Dr. D’Amore elected the Ri.MED Foundation as host institution for his project, carving out a role also for the University of Pittsburgh and the McGowan Institute, where he has been working for years, thanks to the partnership that Ri.MED can boast with UPMC and the University of Pittsburgh. This is an extraordinary success not only for Dr. D’Amore, but also for Ri.MED and for the partnership with Pittsburgh and IRCCS ISMETT, which is also part of the project, together with the University of Palermo.
A further reason to be pride concerns the place chosen for the development of the prototype. ERC funds directly the scientists, so that they are free to decide where to carry out their research. Antonio D’Amore indicated the Ri.MED Foundation, based in Palermo: this is the first consolidator grant with a host institution in Southern Italy ever awarded in the history of the ERC program, from 2007 to date.
“Today’s success of Dr. D’Amore makes us twice satisfied“, explains Paolo Aquilanti, President of the Ri.MED Foundation, “it rewards the brilliant career of our talented scientist, and also it affirms the concrete possibility of bringing development to Southern Italy through biomedical research, a strategic goal that the Italian government has placed among those at birth of Ri.MED”.
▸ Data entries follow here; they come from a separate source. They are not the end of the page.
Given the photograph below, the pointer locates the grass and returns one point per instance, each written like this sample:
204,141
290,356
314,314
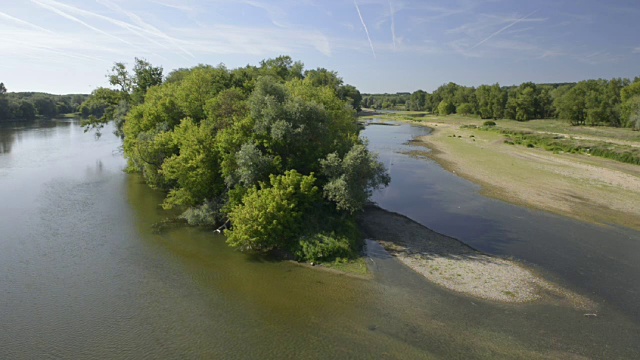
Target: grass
563,143
589,188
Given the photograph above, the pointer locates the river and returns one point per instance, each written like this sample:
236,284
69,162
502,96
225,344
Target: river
83,274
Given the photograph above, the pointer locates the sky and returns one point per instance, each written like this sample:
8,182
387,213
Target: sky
68,46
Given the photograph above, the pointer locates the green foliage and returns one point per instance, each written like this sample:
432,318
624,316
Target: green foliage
351,180
271,217
323,247
241,147
465,109
446,107
30,105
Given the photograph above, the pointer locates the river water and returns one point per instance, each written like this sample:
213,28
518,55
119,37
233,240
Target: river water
83,274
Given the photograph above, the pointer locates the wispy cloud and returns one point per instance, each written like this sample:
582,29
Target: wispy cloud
143,27
365,28
501,30
75,19
393,24
599,57
177,6
22,22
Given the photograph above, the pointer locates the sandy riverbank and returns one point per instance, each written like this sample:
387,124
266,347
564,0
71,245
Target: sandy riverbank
582,187
452,264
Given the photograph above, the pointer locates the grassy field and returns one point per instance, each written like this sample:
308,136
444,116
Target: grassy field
584,187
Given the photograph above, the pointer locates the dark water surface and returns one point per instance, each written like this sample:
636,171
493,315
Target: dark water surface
82,275
600,261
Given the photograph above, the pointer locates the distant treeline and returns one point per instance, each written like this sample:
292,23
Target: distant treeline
614,102
30,105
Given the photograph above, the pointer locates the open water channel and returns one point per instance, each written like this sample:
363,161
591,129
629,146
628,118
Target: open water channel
83,275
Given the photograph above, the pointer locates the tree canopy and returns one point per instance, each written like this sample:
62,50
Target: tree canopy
272,151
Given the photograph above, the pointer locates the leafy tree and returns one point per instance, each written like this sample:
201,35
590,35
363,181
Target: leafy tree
243,146
418,101
445,108
351,179
465,109
272,216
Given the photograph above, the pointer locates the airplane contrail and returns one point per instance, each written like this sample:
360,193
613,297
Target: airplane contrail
75,19
501,30
20,21
365,29
142,27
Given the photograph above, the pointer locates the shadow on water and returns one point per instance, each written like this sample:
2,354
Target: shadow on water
600,261
83,275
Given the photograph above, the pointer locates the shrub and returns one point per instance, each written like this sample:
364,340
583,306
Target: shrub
272,217
323,247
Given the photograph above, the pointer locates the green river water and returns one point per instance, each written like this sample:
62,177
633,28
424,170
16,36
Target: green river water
84,276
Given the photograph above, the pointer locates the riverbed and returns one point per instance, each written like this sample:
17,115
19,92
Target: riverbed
84,274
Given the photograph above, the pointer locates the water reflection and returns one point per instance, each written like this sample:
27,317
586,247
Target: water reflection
600,261
83,275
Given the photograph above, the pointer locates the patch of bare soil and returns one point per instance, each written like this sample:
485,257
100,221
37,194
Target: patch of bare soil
452,264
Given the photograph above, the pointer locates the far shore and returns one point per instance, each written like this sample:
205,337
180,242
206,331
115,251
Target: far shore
586,188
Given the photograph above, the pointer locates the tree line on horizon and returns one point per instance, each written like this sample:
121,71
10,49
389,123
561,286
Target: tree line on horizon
32,105
614,102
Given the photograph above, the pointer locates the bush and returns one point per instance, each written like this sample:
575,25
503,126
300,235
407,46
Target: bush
324,247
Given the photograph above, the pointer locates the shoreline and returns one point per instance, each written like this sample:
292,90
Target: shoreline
452,264
591,189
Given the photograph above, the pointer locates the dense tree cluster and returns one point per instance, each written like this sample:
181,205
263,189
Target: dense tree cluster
614,102
30,105
271,150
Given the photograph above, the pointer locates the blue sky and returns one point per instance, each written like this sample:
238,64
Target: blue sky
67,46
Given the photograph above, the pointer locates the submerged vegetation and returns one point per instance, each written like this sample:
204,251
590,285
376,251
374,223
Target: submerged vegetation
271,153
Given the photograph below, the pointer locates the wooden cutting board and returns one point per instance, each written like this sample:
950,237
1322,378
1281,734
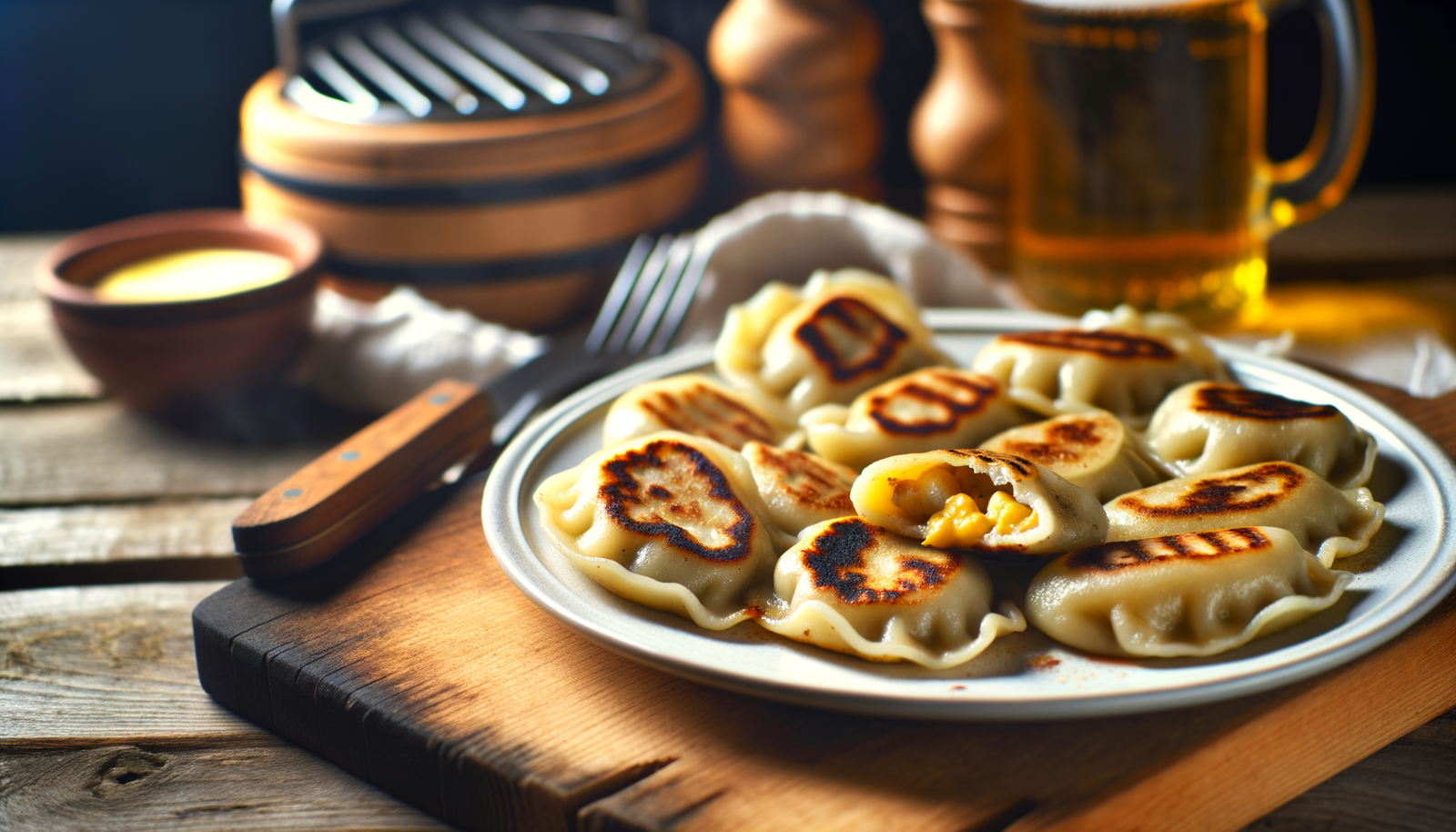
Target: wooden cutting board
419,666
Alessandro Padova, Ri.MED CEO, comments: “The selection of the best researchers, their training and professional growth is one of Ri.MED’s statutory mission: we are really proud of Antonio. Looking at his background, we can see the competitive advantage that Ri.MED enjoys: on one hand the American partner for training at the highest level, on the other hand the hospital partner ISMETT IRCCS, to facilitate the rapid translation of research results into clinical applications“.
Dr. D’Amore has developed a unique set of skills in the field of tissue engineering, as well as numerous innovative technological platforms, also evident from the number and the quality of his publications and patents already filed. The goal of his work is to develop an innovative technology that will allow the patiens to be free from the dependence on current anticoagulant therapies required by mechanical valves and that will ensure greater durability of a bioprosthesis. He has already tested the use of temporary support scaffolds, combined with the patient’s own cells: this support is designed to degrade and be replaced by tissue produced by the patient himself. This sensational line of research has been functional to the development of innovative polymer processing technologies, applicable also in other contexts, such as the mitral valve prototype, which – together with the biofabrication of tendon strings – has allowed Dr. D’Amore to win today.